The youngest Shaw admits to being sensitive like his father saying, “Everyone close to us we give you a big hug, we kiss you, you’re part of the family. You have to prove you’re not family instead of proving you are family. We’re good at judging and reading people and if we believe you’re good people right away, then you’re good enough from the start.

“I wear my emotions on my sleeves. I couldn’t be an actor if I didn’t understand my emotions. I’m very similar to my dad.”

Jared says that he won’t be working for his father anymore except in the case when the elder Shaw makes him a good deal for one of his fighters. Somehow, though, he seemed to leave the door open a crack.

“Mike (Criscio) and I have gotten together and developed a business plan. I’m only looking for (potential) world champions and people who want an honest manager and want to be treated like family. I believe I have strong relationships in the sport and I’m willing to talk to them and help these fighters make what they deserve.

“I love my lifestyle and my values and everything they (parents) taught me and I want to give my children more.
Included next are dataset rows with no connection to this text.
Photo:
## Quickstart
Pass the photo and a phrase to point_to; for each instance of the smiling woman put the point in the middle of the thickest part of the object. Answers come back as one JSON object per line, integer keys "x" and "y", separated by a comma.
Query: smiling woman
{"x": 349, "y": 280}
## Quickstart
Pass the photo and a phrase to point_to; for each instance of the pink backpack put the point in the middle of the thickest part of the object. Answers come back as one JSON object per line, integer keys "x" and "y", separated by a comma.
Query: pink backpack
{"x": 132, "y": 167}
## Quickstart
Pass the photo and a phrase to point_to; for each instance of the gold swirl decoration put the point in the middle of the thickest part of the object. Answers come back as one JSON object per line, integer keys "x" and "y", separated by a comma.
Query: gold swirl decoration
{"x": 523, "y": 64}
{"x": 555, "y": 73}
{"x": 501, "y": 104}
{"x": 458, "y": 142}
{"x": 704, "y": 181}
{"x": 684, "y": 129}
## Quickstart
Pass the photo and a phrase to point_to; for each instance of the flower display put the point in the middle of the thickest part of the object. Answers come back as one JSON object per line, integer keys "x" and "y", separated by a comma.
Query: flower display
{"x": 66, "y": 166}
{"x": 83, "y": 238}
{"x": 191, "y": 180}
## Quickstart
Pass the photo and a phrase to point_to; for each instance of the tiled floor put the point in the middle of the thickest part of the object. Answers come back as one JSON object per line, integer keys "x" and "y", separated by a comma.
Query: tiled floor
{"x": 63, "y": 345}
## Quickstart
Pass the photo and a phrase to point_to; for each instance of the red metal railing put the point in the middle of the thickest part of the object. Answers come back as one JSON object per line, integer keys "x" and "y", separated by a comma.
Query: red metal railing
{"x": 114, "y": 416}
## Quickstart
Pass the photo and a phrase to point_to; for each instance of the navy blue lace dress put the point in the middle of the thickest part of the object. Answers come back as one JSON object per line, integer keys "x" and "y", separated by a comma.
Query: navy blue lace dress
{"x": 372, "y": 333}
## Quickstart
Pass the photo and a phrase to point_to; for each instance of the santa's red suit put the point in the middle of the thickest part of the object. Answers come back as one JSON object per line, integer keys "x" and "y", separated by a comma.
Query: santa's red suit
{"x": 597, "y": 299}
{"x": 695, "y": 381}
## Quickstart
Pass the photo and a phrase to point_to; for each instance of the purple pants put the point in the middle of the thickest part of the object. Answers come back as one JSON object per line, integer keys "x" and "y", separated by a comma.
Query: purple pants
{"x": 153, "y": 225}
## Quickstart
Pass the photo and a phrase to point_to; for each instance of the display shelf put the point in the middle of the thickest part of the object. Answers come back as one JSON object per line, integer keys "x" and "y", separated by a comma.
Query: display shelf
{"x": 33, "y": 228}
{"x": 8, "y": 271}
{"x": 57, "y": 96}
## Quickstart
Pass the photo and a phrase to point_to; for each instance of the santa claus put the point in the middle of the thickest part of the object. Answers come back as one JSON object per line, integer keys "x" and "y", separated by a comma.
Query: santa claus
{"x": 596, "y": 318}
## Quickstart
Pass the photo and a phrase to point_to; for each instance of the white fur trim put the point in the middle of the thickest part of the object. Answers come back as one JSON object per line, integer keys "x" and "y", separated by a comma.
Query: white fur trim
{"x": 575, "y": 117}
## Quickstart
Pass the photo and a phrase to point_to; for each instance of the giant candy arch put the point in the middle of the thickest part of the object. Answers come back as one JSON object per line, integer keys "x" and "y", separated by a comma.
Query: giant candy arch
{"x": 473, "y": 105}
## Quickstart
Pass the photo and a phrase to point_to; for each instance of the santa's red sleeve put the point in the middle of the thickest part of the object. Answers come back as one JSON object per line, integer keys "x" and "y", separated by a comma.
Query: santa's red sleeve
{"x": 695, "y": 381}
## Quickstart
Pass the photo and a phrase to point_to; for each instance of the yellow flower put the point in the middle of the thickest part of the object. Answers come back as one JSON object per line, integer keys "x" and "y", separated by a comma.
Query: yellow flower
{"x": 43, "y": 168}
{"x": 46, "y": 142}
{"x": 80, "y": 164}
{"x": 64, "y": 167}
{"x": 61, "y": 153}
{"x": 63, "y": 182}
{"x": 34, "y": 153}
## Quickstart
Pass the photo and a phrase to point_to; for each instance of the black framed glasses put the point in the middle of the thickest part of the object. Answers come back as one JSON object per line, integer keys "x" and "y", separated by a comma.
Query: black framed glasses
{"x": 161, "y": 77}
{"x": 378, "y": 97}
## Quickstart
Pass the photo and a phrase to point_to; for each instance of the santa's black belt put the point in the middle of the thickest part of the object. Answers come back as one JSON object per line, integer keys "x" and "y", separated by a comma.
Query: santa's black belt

I plan to fulfill that promise to myself and if it’s not through music or acting, it’ll be boxing.

“My father preaches when he’s gone it’s (GSP) gone. But it’s got his brand and it’s a legacy. So it’s a thin line that I walk.”

Jared has two hunting dogs, Zsa-Zsa and Hova, named for Zsa-Zsa Gabor and Jay-Z’s nickname. He says that they are completely black with a white strip from their chins to their stomach.

“I was going to call them Bobby and Whitney,” he said, bringing tears to the eyes of his interviewer.

Jared requested to make one statement in closing:

“Please close with the fact that my father is a prostate cancer survivor and if you’re over 40, please get a PSA test.”